BPBD menyebut seluruh pemerintah daerah bersama instansi terkait terus memperkuat langkah pencegahan dan penanganan bencana, terutama menghadapi meningkatnya potensi karhutla pada musim kemarau.
Dari sisi dampak, bencana yang terjadi sepanjang 2026 memengaruhi 68.493 jiwa. Sebanyak 10 orang dilaporkan mengalami luka-luka dan satu orang meninggal dunia.
Kerusakan akibat bencana juga meliputi 8.412 rumah terendam, 193 rumah rusak berat, 57 rumah rusak ringan, dan 25 rumah rusak sedang.
Selain permukiman, bencana turut berdampak pada 43 rumah ibadah, 89 satuan pendidikan, 25 fasilitas kesehatan, 16 kantor, 91 ruas jalan, serta 60 jembatan.
BPBD juga mencatat luas lahan yang terbakar mencapai 674,04 hektare hingga pertengahan Juli 2026.
Berdasarkan sebaran wilayah, Kota Palangka Raya menjadi daerah dengan jumlah kejadian bencana terbanyak, yakni 217 kejadian. Selanjutnya diikuti Kabupaten Kotawaringin Timur sebanyak 101 kejadian, Barito Utara 83 kejadian, dan Kotawaringin Barat 52 kejadian.

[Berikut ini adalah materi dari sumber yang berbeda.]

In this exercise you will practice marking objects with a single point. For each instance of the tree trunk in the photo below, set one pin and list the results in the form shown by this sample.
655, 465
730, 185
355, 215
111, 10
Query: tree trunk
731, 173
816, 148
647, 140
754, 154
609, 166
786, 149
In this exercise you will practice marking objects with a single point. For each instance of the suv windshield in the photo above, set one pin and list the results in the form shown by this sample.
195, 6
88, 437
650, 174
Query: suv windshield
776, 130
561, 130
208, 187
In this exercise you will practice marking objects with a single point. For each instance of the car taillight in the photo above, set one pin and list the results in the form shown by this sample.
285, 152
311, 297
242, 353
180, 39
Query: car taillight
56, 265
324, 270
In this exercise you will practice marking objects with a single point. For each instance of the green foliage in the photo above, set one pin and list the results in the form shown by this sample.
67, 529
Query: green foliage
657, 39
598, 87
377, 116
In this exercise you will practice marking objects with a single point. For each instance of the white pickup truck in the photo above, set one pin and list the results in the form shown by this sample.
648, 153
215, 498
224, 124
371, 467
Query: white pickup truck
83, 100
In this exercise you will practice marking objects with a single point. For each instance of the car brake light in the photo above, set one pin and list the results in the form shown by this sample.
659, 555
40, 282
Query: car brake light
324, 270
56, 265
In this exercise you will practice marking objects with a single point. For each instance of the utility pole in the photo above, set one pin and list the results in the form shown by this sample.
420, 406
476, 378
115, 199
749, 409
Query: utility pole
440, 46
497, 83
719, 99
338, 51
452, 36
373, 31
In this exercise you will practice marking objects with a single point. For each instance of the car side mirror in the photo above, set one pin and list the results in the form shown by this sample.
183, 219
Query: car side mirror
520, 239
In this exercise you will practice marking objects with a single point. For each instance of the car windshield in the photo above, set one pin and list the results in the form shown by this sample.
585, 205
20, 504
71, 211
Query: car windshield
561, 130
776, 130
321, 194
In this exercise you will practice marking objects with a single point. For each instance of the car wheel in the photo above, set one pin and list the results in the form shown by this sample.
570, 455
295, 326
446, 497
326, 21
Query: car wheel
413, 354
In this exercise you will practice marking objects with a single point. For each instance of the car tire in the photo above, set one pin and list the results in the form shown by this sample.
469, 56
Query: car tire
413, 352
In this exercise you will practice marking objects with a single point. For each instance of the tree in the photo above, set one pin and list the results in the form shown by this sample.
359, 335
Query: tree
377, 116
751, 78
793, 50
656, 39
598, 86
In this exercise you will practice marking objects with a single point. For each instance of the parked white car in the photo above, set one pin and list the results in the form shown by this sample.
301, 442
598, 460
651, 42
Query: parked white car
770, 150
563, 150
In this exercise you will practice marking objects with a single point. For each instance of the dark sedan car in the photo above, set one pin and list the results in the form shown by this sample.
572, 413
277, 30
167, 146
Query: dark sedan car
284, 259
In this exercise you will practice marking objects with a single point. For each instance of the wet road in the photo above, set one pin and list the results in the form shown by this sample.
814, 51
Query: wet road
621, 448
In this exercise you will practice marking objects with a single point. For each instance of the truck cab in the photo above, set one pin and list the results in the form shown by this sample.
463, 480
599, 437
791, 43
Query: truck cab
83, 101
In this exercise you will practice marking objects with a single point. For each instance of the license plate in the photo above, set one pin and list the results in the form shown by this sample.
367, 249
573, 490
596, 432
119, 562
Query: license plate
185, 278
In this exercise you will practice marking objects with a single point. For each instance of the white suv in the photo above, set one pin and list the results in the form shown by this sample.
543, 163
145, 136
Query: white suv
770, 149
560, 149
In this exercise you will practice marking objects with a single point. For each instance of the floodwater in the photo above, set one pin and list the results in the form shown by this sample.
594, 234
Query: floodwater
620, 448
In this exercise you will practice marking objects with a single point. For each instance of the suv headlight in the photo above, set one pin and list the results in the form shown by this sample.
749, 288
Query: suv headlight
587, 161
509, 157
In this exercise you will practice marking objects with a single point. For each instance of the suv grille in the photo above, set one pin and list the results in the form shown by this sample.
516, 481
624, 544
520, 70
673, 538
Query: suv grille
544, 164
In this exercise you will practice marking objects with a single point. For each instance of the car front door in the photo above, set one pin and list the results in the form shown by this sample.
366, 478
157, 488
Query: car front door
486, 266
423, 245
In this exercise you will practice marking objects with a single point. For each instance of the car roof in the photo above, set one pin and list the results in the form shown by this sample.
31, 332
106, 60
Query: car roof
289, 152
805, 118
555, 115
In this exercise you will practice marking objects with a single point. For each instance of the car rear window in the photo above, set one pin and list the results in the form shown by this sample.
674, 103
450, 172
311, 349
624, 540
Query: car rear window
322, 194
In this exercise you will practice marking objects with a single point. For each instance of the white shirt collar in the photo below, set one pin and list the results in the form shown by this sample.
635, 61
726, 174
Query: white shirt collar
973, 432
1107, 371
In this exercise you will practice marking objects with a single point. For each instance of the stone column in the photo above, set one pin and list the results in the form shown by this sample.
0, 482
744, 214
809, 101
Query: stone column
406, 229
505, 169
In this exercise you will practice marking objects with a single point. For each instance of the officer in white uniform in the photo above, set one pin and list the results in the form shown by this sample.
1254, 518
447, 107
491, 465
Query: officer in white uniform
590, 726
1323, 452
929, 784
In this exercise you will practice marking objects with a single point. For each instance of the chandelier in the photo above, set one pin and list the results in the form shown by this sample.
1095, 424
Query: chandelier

Kabupaten Sukamara mencatat 30 kejadian, Gunung Mas 29 kejadian, Pulang Pisau 24 kejadian, Lamandau dan Murung Raya masing-masing 22 kejadian, Katingan 18 kejadian, Kapuas 16 kejadian, Seruyan 13 kejadian, Barito Selatan 11 kejadian, serta Barito Timur dua kejadian.
Ahmad Toyib mengimbau masyarakat meningkatkan kewaspadaan terhadap potensi bencana, terutama karhutla. Ia meminta masyarakat tidak membuka lahan dengan cara membakar serta segera melaporkan apabila menemukan titik api agar dapat ditangani lebih cepat.